All was well until my catch box caught on fire while doing the double match on a swing . Talk about a sense of urgency to act . The match was lit and tossed into the dry frayed t-shirts of my 50 gallon back stop . Luckily I detached the camera from the mount to document the event for your entertainment . When doing these shots you have to watch and expect the worst . I have three large commercial extinguishers and two water super soakers in staging at all times . Glad they didn't need to be deployed . Have a laugh at my expense .

Warning : Do not try this at home . The people in the video are professionals .


----------



## Wingshooter (Dec 24, 2009)

I know that could be serious but I still get a good laugh.


----------



## Charles (Aug 26, 2010)

Hey TF ... Thanks for the chuckle!!! Sounds like you are taking good precautions.

Cheers ... Charles


----------



## devils son in law (Sep 2, 2014)

HA! Treefork, you nut!!!!


----------



## Tag (Jun 11, 2014)

Lol


----------



## oldmiser (Jan 22, 2014)

Mercy~ When you say light a match you got fire....will now I would say you really got fire.....Butt god you did not have to use your emerg stuff.

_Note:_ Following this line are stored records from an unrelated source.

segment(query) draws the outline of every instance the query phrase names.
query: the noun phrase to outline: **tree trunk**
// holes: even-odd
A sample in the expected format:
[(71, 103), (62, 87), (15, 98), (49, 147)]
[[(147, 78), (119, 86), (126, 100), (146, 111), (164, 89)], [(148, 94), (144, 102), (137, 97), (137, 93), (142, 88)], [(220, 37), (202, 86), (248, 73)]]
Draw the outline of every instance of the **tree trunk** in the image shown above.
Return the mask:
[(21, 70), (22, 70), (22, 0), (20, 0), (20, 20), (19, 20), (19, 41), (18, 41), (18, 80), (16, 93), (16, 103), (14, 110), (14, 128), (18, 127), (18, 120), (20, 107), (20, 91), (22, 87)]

Good too be safe..~AKAOldmiser


----------



## Can-Opener (May 11, 2013)




----------



## Bill Hays (Aug 9, 2010)

Hey... I thought you were retired..!?


----------



## leon13 (Oct 4, 2012)

Thanks for a noter education video danger seeker ;-)
How about some leather stripes instead that cotton or I did youse'd old seatbelt stripes hung parallel and sidewise so you get three layers works good and they are fire proved 
Cheers


----------



## treefork (Feb 1, 2010)

Well . On the positive side . I did light a swinging match .


----------